2.8 million Americans are sickened by antibiotic-resistant pathogens each year. 35,000 die for lack of effective treatment. Meanwhile, companies doing their best to develop effective new drugs are going bankrupt. The situation illustrates one way in which capitalism is misaligned with the well-being of society.
Decades of casually dispensing antibiotics lead to the inevitable adaptation by pathogens of surviving the chemical onslaught. Outgunning hardened germs is outrageously expensive.
The biotech company Achaogen spent 15 years and a billion dollars to win Food and Drug Administration approval for Zemdri, a drug for hard-to-treat urinary tract infections. The World Health Organization also applauded: adding Zemdri to its list of essential new medicines. Achaogen did not survive the Herculean effort: unable to raise further funds, it went bankrupt.

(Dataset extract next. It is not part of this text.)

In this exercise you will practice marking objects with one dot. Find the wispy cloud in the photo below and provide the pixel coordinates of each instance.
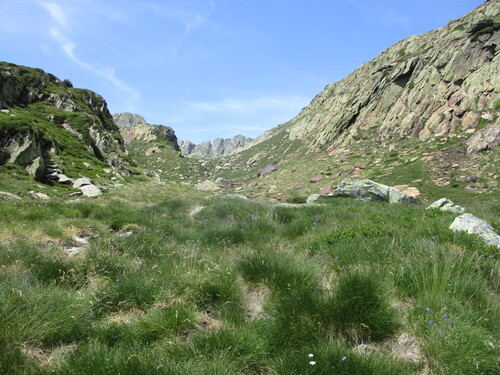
(61, 34)
(260, 104)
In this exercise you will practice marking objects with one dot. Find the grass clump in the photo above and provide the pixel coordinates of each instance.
(241, 288)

Achaogen is exemplary of an industry being financial strangled to death. A new antibiotic can cost $2.6 billion to develop. “The science is hard, really hard,” said Dr. David Shlaes.
In the 1980s there were 18 major drug companies working on new antibiotics. Today there are 3.
The industry faces another challenge: after decades of warnings against the profligate use of antibiotics, doctors are finally reluctant to prescribe – especially the newest medications, which are extremely expensive. Part of death toll from tough microbes owes to doctors sticking with older, ineffective treatments instead of “splurging” on what now works.
Given that investors prefer relatively riskless profit, government intervention to cure this failure of capitalism seems the only path forward. Yet that too has been thwarted.
In the US, government funding to abet development of new antibiotics has run into a wall. “There is institutional resistance to any legislation that provides financial incentives to drug companies,” said Senator Bob Casey.
Source:
Andrew Jacobs, “Crisis looms in antibiotics as drug makers go bankrupt,” The New York Times (25 December 2019).